Training has never been more critical to your company. In droves, your most seasoned employees are nearing retirement, requiring a transfer of knowledge to next-generation workers on a grand scale. Many companies are prioritizing next-gen training. However, most are failing to launch their training initiatives from the most effective starting point.
Ground Zero: Understand the Role That Values Play in Knowledge Transfer
According to Training Industry, Inc., knowledge transfer is “the process by which experienced employees share or distribute their knowledge, skills and behaviors to the employees replacing them.” That last element — behaviors — holds the key to effective intergenerational training programs.
When employees behave with one another in ways that are purposeful, positive and productive, it sets up knowledge transfer for success. Employees approach one another with good intentions and aligned expectations. The flow of information and insight increases, and mutual learning occurs.
The problem is that too often, workers from different generations do not practice purposeful, positive and productive behaviors in their relationships. Instead, they are hesitant, distrustful and sometimes even disrespectful. The results are a foundational disruption in knowledge transfer and training programs that don’t deliver desired results.
You can avoid this breakdown and the loss of institutional knowledge that follows. You simply need to better understand and leverage the core driver of human behavior: values.
What Are Values?
Every human behavior is driven by values or, more accurately, by a values system. Your values system is your unique set of rank-ordered beliefs about the way the world should be. This system answers the questions, “What is most important to you? Why? Which values are you willing to relax in certain situations, and which values would you never relax?”
Our values system determines every decision we make about how we move through life both at home, with the people we love, and at work, with our colleagues. While we hold our values internally, we manifest them externally through observable, quantifiable behaviors, which I call “valued behaviors.”
Values Often Manifest Differently at Different Ages
For most of us, as we age, our values systems (and valued behaviors) change. We begin to have different priorities and even to desire different behaviors from the people around us. With some values, we can become more lenient, understanding and flexible, while with others, we can become more demanding, uncompromising and rigid. This dynamic plays out across our expectations of others as well as our expectations of ourselves.

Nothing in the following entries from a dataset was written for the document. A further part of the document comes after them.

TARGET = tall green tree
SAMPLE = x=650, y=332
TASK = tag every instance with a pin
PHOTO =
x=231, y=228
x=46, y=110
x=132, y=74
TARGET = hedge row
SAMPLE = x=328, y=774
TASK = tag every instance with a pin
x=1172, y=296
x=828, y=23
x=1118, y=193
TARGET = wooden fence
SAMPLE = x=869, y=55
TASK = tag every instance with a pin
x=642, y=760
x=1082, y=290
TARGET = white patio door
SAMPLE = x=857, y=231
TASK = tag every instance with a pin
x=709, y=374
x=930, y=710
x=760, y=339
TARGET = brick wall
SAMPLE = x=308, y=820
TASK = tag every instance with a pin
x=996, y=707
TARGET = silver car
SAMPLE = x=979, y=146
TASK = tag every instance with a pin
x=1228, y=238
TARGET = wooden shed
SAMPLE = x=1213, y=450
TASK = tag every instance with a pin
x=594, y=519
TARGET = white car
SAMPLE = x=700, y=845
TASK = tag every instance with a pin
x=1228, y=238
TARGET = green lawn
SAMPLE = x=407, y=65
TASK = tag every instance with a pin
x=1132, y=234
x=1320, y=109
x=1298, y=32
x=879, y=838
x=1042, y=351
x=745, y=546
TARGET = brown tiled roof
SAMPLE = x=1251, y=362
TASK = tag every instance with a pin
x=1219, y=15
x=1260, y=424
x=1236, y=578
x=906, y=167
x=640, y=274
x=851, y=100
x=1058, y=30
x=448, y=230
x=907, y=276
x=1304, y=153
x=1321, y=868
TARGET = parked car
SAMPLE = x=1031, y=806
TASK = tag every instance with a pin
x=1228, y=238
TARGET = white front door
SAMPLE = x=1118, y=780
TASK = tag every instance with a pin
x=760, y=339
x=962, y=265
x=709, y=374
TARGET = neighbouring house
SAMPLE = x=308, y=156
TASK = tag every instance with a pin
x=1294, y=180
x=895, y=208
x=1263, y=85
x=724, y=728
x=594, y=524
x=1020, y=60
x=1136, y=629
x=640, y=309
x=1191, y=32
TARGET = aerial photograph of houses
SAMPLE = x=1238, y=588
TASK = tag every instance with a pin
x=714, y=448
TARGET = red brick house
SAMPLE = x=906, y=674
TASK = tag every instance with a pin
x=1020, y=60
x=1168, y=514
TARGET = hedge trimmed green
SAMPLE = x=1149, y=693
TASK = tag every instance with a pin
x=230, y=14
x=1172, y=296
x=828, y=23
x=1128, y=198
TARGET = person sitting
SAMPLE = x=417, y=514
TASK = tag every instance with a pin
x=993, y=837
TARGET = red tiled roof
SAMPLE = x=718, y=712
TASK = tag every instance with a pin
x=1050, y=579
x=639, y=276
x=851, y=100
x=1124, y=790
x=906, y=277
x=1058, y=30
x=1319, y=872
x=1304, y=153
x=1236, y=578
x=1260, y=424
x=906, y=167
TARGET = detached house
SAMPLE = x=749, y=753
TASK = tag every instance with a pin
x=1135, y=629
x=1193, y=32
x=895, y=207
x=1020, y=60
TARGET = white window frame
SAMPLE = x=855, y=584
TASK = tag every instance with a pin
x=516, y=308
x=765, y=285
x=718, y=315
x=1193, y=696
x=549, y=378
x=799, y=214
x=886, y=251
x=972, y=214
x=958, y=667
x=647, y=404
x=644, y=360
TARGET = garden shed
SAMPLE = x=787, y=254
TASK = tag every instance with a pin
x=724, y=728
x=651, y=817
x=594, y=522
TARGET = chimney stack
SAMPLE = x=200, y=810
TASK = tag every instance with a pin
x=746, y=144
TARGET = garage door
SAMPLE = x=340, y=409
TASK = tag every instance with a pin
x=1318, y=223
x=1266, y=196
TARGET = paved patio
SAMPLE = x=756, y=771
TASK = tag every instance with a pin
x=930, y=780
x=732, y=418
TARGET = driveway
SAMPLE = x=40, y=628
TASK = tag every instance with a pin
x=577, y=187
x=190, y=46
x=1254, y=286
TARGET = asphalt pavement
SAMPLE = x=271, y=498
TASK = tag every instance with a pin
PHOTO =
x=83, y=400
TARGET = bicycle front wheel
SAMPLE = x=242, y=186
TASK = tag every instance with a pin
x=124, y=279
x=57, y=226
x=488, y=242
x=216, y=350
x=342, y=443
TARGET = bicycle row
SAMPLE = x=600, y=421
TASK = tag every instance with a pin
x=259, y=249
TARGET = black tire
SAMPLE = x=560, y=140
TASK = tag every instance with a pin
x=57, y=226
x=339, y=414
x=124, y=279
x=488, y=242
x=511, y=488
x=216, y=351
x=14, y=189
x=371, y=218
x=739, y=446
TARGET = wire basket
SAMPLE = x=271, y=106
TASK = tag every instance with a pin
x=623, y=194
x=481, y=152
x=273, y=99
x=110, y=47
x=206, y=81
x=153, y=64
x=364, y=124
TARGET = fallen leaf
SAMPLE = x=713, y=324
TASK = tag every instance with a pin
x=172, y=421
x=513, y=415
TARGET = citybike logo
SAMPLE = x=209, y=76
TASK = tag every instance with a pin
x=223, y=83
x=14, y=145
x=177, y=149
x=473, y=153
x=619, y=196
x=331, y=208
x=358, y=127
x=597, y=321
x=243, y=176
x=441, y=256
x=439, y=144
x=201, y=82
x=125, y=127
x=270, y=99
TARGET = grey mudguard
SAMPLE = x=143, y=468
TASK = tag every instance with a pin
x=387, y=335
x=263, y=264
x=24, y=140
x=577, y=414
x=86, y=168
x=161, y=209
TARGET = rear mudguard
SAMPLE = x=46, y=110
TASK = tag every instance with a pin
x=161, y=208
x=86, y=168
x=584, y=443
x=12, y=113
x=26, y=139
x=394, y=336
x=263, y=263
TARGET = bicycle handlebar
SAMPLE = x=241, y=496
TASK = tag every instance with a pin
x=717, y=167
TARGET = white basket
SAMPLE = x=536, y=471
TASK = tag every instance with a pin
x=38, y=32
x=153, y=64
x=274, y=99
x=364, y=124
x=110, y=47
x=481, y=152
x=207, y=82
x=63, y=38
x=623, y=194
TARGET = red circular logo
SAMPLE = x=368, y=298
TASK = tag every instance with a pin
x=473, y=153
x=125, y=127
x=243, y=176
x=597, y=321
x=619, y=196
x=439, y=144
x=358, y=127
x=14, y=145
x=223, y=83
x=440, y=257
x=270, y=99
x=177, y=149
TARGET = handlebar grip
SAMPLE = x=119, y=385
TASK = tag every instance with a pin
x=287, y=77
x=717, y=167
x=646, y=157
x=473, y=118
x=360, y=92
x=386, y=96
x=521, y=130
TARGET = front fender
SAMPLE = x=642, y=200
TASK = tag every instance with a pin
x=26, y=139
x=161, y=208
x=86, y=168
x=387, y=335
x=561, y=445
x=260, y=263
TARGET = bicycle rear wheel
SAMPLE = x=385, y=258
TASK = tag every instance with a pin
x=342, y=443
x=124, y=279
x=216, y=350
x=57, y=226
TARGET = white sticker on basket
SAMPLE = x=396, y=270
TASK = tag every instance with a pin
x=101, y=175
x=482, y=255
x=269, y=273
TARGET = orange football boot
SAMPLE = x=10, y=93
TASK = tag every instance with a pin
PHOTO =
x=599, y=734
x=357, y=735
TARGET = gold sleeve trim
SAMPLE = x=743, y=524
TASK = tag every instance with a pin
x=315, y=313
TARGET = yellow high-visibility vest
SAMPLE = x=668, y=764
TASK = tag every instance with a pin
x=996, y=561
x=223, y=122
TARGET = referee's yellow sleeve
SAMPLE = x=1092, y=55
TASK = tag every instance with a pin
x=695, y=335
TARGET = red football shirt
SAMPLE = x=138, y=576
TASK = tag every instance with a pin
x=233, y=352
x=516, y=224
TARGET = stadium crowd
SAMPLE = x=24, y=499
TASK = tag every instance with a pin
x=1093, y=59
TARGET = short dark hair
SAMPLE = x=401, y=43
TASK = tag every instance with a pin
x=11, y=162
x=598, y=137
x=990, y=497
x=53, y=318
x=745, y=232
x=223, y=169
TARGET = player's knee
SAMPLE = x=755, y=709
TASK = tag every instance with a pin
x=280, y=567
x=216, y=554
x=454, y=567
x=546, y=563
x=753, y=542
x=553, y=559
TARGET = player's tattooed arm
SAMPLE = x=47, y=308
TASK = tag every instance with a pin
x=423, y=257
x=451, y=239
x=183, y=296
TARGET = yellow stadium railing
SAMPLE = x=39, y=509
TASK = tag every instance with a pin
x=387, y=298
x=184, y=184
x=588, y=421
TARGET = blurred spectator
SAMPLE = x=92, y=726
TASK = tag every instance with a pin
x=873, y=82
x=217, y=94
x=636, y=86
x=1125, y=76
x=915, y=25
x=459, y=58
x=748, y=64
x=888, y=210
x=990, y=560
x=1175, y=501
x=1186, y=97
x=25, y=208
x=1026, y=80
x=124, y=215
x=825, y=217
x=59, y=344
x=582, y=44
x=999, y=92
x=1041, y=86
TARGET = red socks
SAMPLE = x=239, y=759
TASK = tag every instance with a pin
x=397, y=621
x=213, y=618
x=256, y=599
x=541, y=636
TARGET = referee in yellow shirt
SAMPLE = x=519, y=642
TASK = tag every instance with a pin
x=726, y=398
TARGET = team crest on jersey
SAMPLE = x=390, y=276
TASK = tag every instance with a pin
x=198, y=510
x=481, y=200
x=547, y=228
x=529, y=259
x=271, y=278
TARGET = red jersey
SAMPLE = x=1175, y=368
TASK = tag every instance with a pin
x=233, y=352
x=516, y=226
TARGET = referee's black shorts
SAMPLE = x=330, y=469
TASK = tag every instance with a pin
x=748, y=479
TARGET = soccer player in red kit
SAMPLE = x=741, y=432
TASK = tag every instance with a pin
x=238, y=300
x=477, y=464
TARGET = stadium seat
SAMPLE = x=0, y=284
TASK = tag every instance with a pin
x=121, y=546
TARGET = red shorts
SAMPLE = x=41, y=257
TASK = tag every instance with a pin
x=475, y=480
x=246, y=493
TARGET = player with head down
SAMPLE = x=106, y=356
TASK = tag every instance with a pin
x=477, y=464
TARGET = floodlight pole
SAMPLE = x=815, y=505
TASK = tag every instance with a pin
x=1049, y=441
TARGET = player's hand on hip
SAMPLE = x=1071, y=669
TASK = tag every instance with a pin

What does this mean for your workforce? It means that a seismic shift in values is occurring inside your multigenerational workplace. Expectations are changing. Priorities are changing. Ideals about what it means to be a good colleague and do great work are changing. Unless you have built a solid consensus around the core values system that your organization desires in your specific workplace, your training programs (which are, ideally, built upon open relationships and trusting, transparent collaboration) are on shaky ground.
Define Your Company’s Shared Values System
The most effective, efficient route to establishing a culture that fosters multigenerational collaboration and knowledge transfer is through crafting an organizational constitution. This co-created document articulates your company’s specific values system. It’s a formal declaration of your company’s servant purpose, shared values and valued behaviors, all of which are linked to your strategic vision and goals.
The best organizational constitutions are developed collaboratively and transparently within an intentionally designed process that involves top executives, middle managers and frontline employees. Organizational constitutions are realistic, practical, tangible documentations of how people at all levels can behave with one another in order to create a “more perfect company” in which everyone feels seen, valued and respected.
Discerning Your Values Systems Is Not a Cookie-cutter Endeavor
What are the core values around which all of your employees, regardless of age or experience, can rally? That answer depends on your specific workforce, and it may change over time. Defining, aligning and refining your values-driven culture takes ongoing commitment, but the benefits are documented.
Your goal is not to craft an organizational constitution that requires the individual values systems of all employees to be perfectly aligned. First of all, such perfect alignment isn’t possible. Second of all, you should want your multigenerational workforce to continue to bring its unique diversity of beliefs. Rather, your marching orders are to identify the handful of mission-critical values that will facilitate collaboration; knowledge transfer; and a positive, purposeful and productive work environment that respects and even celebrates differences.
Commit to the rigorous process of articulating your values and valued behaviors in such a way that each generation understands and is inspired to pledge allegiance to your organizational constitution. Then, your culture will support your next-gen training programs to be wildly, sustainably successful.